The TV version stuck closely to the case presented by the prosecution in Hunt's Santa Monica trial earlier this year. But it misrepresented many of the participants and events, particularly when the scenes shifted from the courtroom where witnesses began their narratives to flashbacks of the events they were describing.
It ignored--almost entirely--the defense version of what happened, which may explain why Hunt's Los Angeles attorney, Arthur Barens, was not invited to the preview screening last week and had seen only the first half of the miniseries when interviewed Monday.
Barens said what he had seen so far contained "a multitude of inaccuracies, particularly in its portrayal of Joe." He said some incidents, such as the swimming pool scene and the tennis party, never happened, while Levin's lavish life style and the Billionaire Boys Club's wild parties were greatly exaggerated and other parts of the case were distorted by omission.
The film underplayed the defense and overplayed the prosecution, he complained. Such one-sided courtroom drama may be fine in fiction, but it appears ill-placed in a purportedly factual account of a real-life story that is still being played out in the courts, where a defendant's fate could turn on a misperception generated by a TV show.

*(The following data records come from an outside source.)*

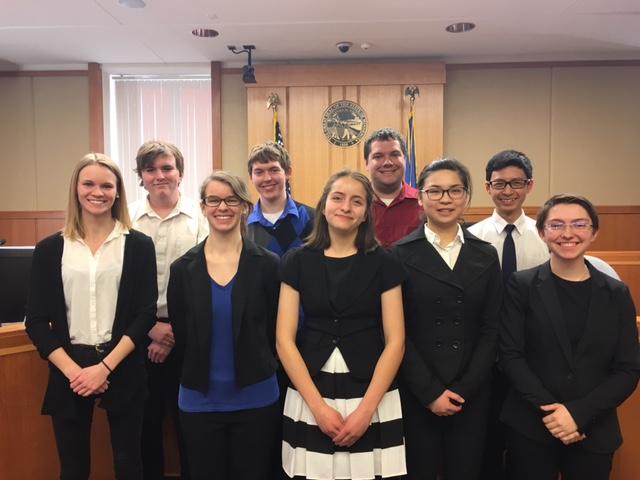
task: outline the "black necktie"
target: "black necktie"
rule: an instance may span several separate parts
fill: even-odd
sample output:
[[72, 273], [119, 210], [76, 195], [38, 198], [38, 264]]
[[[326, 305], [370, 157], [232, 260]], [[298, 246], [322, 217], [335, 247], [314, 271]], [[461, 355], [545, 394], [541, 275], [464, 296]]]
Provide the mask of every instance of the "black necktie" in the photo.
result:
[[504, 227], [507, 236], [504, 237], [504, 245], [502, 246], [502, 280], [506, 283], [509, 276], [516, 271], [516, 246], [513, 243], [511, 233], [515, 225], [509, 224]]

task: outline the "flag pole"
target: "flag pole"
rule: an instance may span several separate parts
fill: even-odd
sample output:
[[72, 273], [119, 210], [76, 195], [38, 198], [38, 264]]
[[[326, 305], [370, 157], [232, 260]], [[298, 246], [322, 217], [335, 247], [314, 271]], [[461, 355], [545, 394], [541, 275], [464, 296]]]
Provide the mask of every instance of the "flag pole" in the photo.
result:
[[415, 135], [415, 122], [416, 122], [416, 110], [415, 102], [416, 97], [420, 95], [420, 89], [416, 85], [410, 85], [404, 90], [405, 97], [409, 97], [409, 119], [407, 128], [407, 158], [406, 169], [404, 175], [404, 181], [416, 187], [416, 135]]

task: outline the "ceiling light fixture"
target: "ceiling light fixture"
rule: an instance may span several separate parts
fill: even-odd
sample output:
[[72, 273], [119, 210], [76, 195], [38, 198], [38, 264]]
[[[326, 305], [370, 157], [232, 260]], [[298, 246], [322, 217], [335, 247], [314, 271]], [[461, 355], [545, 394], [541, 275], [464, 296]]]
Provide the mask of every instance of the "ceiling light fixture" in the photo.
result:
[[239, 55], [241, 53], [249, 54], [249, 60], [247, 61], [247, 64], [242, 67], [242, 81], [244, 83], [257, 83], [253, 65], [251, 65], [251, 50], [255, 50], [256, 46], [243, 45], [242, 50], [238, 50], [235, 45], [227, 45], [227, 48], [236, 55]]
[[144, 8], [147, 6], [144, 0], [118, 0], [118, 5], [126, 8]]
[[191, 30], [191, 35], [201, 38], [213, 38], [217, 37], [219, 33], [213, 28], [194, 28]]
[[445, 28], [445, 30], [449, 33], [465, 33], [465, 32], [470, 32], [474, 28], [476, 28], [475, 23], [458, 22], [458, 23], [452, 23], [451, 25], [448, 25]]

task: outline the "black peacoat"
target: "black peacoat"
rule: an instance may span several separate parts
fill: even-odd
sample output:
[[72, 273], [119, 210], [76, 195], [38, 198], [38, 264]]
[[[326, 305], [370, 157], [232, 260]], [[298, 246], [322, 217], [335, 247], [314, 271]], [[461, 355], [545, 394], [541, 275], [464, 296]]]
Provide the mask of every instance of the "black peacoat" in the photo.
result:
[[406, 352], [401, 380], [425, 407], [449, 389], [468, 401], [488, 385], [496, 360], [502, 277], [491, 244], [463, 229], [451, 270], [424, 226], [393, 252], [409, 273], [403, 285]]

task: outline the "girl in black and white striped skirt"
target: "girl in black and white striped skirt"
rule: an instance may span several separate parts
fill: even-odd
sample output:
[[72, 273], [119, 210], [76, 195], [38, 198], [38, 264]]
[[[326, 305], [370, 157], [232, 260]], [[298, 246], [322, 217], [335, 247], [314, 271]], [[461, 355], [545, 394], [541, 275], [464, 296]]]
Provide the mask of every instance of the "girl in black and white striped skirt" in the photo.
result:
[[[364, 175], [333, 175], [306, 245], [283, 258], [277, 348], [293, 384], [282, 445], [289, 477], [406, 473], [400, 398], [392, 384], [404, 353], [405, 274], [378, 247], [372, 201]], [[298, 331], [300, 305], [305, 318]]]

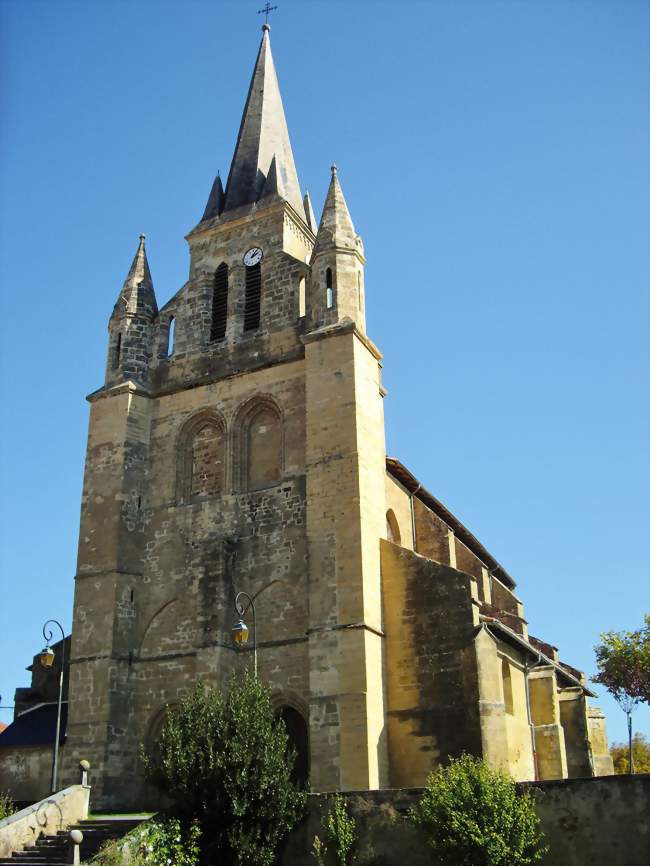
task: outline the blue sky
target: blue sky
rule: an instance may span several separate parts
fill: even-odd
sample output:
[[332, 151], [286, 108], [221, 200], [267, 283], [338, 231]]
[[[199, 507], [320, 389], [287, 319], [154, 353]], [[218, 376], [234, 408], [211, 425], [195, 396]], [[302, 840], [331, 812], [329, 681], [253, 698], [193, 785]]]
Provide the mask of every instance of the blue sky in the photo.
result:
[[[43, 621], [70, 627], [108, 316], [142, 231], [159, 302], [187, 278], [262, 5], [0, 3], [3, 703]], [[319, 211], [335, 161], [365, 242], [388, 451], [593, 671], [650, 607], [650, 6], [278, 5], [303, 189]]]

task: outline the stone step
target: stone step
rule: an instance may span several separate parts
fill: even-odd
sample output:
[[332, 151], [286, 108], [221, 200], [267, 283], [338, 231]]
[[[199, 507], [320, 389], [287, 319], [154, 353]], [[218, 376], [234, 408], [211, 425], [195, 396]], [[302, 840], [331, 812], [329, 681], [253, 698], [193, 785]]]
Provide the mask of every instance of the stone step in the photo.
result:
[[55, 836], [41, 836], [35, 845], [17, 851], [12, 857], [0, 858], [0, 866], [61, 866], [69, 862], [70, 831], [81, 830], [84, 835], [81, 843], [81, 859], [94, 857], [104, 842], [118, 840], [148, 816], [125, 818], [88, 818], [67, 830], [59, 830]]

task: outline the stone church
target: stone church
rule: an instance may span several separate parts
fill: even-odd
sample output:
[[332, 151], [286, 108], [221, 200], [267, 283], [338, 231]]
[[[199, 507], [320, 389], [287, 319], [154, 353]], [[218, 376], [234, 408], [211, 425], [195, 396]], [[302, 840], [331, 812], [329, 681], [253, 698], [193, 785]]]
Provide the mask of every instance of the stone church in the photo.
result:
[[[516, 779], [609, 773], [584, 675], [386, 455], [363, 243], [335, 166], [320, 221], [302, 195], [269, 30], [227, 183], [187, 236], [187, 282], [159, 307], [141, 236], [110, 317], [88, 398], [62, 782], [86, 758], [95, 809], [152, 804], [140, 743], [197, 679], [252, 665], [232, 637], [241, 590], [260, 594], [259, 676], [312, 790], [418, 786], [463, 751]], [[0, 735], [0, 789], [18, 794], [29, 712]]]

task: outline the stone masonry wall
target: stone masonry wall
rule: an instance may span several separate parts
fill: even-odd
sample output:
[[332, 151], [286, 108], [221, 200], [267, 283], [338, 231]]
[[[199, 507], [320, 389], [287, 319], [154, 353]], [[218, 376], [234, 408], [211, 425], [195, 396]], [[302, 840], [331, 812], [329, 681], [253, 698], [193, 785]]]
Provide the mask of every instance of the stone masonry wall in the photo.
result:
[[[541, 866], [646, 866], [650, 851], [650, 775], [525, 783], [532, 791], [549, 851]], [[357, 822], [359, 866], [427, 866], [425, 834], [406, 818], [422, 789], [344, 793]], [[282, 866], [312, 861], [314, 836], [323, 838], [322, 818], [331, 800], [312, 794], [307, 815], [287, 839]], [[334, 866], [334, 858], [327, 866]]]
[[[266, 489], [247, 492], [237, 480], [239, 422], [242, 407], [258, 395], [273, 400], [281, 413], [282, 476]], [[104, 466], [124, 430], [126, 407], [119, 396], [93, 404], [84, 494], [90, 507], [82, 516], [86, 541], [80, 547], [71, 666], [72, 748], [66, 748], [83, 752], [98, 767], [99, 802], [125, 808], [151, 796], [137, 782], [125, 790], [121, 780], [125, 773], [137, 774], [139, 744], [165, 705], [178, 701], [197, 677], [222, 683], [249, 658], [232, 649], [235, 588], [253, 593], [270, 580], [283, 581], [258, 606], [260, 673], [303, 713], [309, 703], [302, 364], [277, 365], [158, 400], [138, 399], [149, 407], [145, 483], [125, 490], [120, 480], [113, 495]], [[182, 431], [206, 409], [218, 411], [224, 422], [225, 490], [179, 501]], [[124, 449], [115, 453], [123, 455]], [[115, 529], [107, 541], [108, 527]], [[118, 563], [111, 560], [117, 538], [122, 562], [125, 548], [134, 548], [137, 562], [128, 571], [115, 571]]]
[[481, 754], [471, 579], [381, 542], [390, 782], [423, 784], [448, 756]]

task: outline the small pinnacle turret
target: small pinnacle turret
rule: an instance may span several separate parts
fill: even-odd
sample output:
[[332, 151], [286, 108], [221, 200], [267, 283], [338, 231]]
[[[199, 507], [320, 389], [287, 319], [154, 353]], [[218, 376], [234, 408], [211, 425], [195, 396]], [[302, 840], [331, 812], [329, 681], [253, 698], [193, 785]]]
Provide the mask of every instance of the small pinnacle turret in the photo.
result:
[[144, 245], [145, 240], [146, 235], [140, 235], [138, 249], [126, 280], [124, 280], [113, 315], [123, 312], [131, 316], [142, 315], [153, 319], [158, 313], [156, 293]]
[[335, 165], [310, 264], [313, 325], [351, 319], [365, 331], [363, 243], [354, 230]]
[[320, 225], [318, 226], [314, 255], [316, 255], [317, 250], [320, 248], [331, 244], [337, 247], [347, 247], [356, 250], [361, 242], [361, 239], [354, 230], [352, 217], [350, 216], [350, 211], [341, 189], [335, 165], [332, 166], [331, 171], [332, 179], [327, 191]]
[[108, 323], [108, 386], [125, 379], [145, 383], [149, 375], [152, 326], [158, 315], [158, 304], [144, 242], [145, 236], [140, 235], [138, 249]]
[[214, 183], [212, 184], [210, 197], [208, 198], [208, 203], [206, 204], [205, 211], [203, 212], [203, 216], [201, 217], [201, 222], [203, 222], [203, 220], [211, 220], [214, 219], [214, 217], [218, 217], [223, 210], [224, 201], [225, 196], [223, 193], [221, 176], [217, 174], [214, 179]]
[[303, 205], [305, 208], [305, 217], [307, 219], [307, 225], [309, 228], [316, 234], [318, 230], [318, 223], [316, 222], [316, 214], [314, 213], [314, 208], [311, 204], [311, 198], [309, 195], [309, 191], [305, 193], [305, 197], [303, 199]]

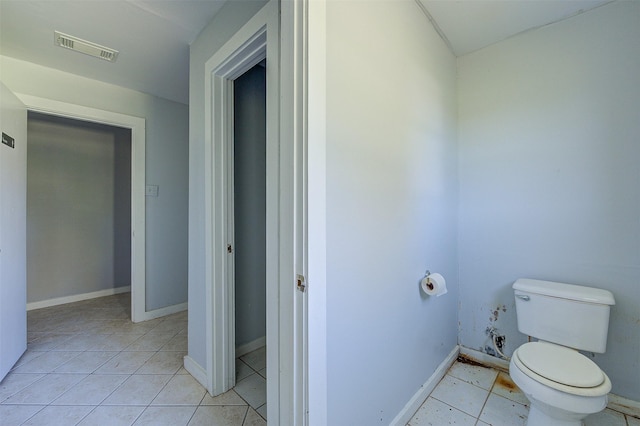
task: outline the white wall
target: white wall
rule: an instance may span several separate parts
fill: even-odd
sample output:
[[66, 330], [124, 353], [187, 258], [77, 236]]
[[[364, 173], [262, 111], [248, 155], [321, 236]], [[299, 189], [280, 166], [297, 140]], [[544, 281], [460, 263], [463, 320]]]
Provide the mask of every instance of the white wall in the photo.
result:
[[30, 114], [27, 303], [131, 285], [131, 132]]
[[206, 366], [204, 236], [205, 62], [266, 1], [228, 2], [191, 44], [189, 66], [189, 357]]
[[[640, 400], [640, 3], [614, 2], [458, 60], [460, 343], [525, 341], [519, 277], [611, 290], [613, 393]], [[493, 311], [497, 311], [494, 314]], [[497, 318], [497, 319], [496, 319]]]
[[455, 57], [413, 1], [326, 7], [327, 424], [389, 424], [457, 343]]
[[12, 91], [146, 119], [146, 181], [160, 195], [146, 202], [147, 311], [187, 301], [188, 107], [7, 56]]

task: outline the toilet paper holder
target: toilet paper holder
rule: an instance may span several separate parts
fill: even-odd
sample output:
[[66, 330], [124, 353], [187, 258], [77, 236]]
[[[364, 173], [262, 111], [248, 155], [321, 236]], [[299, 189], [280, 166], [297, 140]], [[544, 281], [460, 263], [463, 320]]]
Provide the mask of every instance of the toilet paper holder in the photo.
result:
[[[424, 278], [429, 278], [429, 275], [431, 275], [431, 271], [427, 269], [424, 273]], [[429, 287], [429, 290], [433, 290], [433, 283], [430, 280], [427, 280], [427, 287]]]

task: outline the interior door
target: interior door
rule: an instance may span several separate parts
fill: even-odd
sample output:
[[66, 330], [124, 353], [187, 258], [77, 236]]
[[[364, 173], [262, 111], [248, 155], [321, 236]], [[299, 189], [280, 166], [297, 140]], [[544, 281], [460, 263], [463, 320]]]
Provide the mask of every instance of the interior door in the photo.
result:
[[0, 380], [27, 349], [27, 109], [0, 82]]

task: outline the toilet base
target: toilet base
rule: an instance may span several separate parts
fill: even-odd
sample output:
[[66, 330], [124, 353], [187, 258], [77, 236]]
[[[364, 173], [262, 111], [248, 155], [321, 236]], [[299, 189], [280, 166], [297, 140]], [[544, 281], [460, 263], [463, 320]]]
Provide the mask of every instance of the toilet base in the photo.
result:
[[527, 418], [527, 426], [583, 426], [581, 419], [557, 419], [549, 416], [539, 407], [533, 406], [529, 408], [529, 417]]

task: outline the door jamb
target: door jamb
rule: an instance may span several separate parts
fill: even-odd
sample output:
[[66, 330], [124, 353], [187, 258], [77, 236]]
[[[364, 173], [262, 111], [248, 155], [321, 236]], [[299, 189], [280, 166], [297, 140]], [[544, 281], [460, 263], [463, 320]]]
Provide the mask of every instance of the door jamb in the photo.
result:
[[151, 319], [145, 302], [145, 119], [37, 96], [16, 96], [28, 111], [131, 130], [131, 320]]
[[[233, 80], [265, 57], [266, 142], [266, 286], [268, 422], [280, 423], [280, 63], [279, 4], [271, 1], [205, 64], [205, 283], [207, 389], [212, 395], [235, 384], [233, 242], [229, 222], [233, 152]], [[232, 202], [232, 201], [231, 201]], [[231, 259], [230, 259], [231, 258]]]

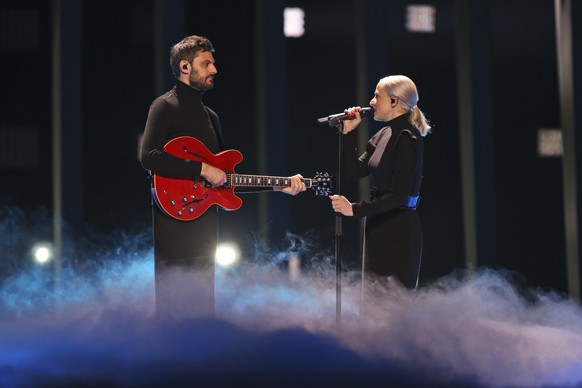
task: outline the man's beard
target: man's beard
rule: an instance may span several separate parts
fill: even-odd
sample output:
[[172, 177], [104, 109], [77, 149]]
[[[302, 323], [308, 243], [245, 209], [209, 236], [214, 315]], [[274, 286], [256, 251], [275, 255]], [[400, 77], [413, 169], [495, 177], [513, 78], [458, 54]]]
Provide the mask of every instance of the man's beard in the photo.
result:
[[214, 82], [211, 81], [208, 83], [206, 82], [207, 79], [202, 78], [198, 75], [197, 71], [193, 71], [192, 73], [190, 73], [190, 86], [192, 86], [193, 88], [196, 88], [202, 92], [205, 92], [207, 90], [210, 90], [214, 87]]

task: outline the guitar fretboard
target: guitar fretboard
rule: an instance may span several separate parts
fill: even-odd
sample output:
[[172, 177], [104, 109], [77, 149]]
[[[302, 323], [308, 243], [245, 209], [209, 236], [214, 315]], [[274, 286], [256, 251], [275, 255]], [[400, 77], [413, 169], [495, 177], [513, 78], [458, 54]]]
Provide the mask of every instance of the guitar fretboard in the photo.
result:
[[[244, 187], [288, 187], [291, 186], [291, 180], [288, 177], [281, 176], [264, 176], [264, 175], [243, 175], [230, 174], [227, 176], [230, 186]], [[303, 183], [307, 188], [311, 187], [311, 179], [303, 178]]]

It shed little light on the real-life events outside the courtroom, because neither Hunt nor any of the other four alleged participants or witnesses to the crimes were interviewed. It relied almost entirely on the court testimony of the Billionaire Boys Club's second-in-command, Dean Karny, who was granted immunity from prosecution for his story, and on interviews with lesser members who acted as paid consultants to the film makers and evidently saw themselves, not the Beverly Hills police, as heroic sleuths who cracked the case.
A television viewer might not know that jurors in the Hunt trial cited their distaste for the cocky, confident Hunt more often than the evidence itself in explaining why they found him guilty last spring of the murder of Beverly Hills con man Ron Levin. (Hunt's appeal is pending.) The same evidence that put Hunt behind bars for life, however, was not enough for two other juries, which were unable to reach a verdict on Hunt's bodyguard and alleged hit man, Jim Pittman, who now faces a possible third trial.
Pittman's attorney, Jeff Brodey, termed the film "biased and totally unfair in its characterization" of his client, and said he will move today that charges against Pittman be dismissed.
A viewer also might not realize that no one charged with the second murder in Northern California has been found guilty. Two Billionaire Boys Club members are currently on trial; no trial dates have been set yet for Hunt and Pittman.
Parker Kelly, Hunt's attorney in the upcoming trial, said in an interview from San Mateo that the show "amounts to nothing more than an opening statement by a prosecutor. . . . That obviously will spill into our case up here. What really happened is still a great mystery, but they just presented the case against him as fact and made it look like there was a single trial for both murders.
Kelly also noted that the film failed to point out that Hunt's so-called recipe for murder--the sinister, handwritten "At Levin's To Do" list--surfaced two months after the victim vanished, raising questions about its connection to Levin's murder or disappearance. But, hey, this is Hollywood, so why worry about the facts?
In a key scene, for example, after Judd Nelson as Joe Hunt tells his followers that he and his bodyguard have "bumped off" Levin, the monologue in which he explains his actions is pure fiction. "That never happened," said the man who prosecuted the case.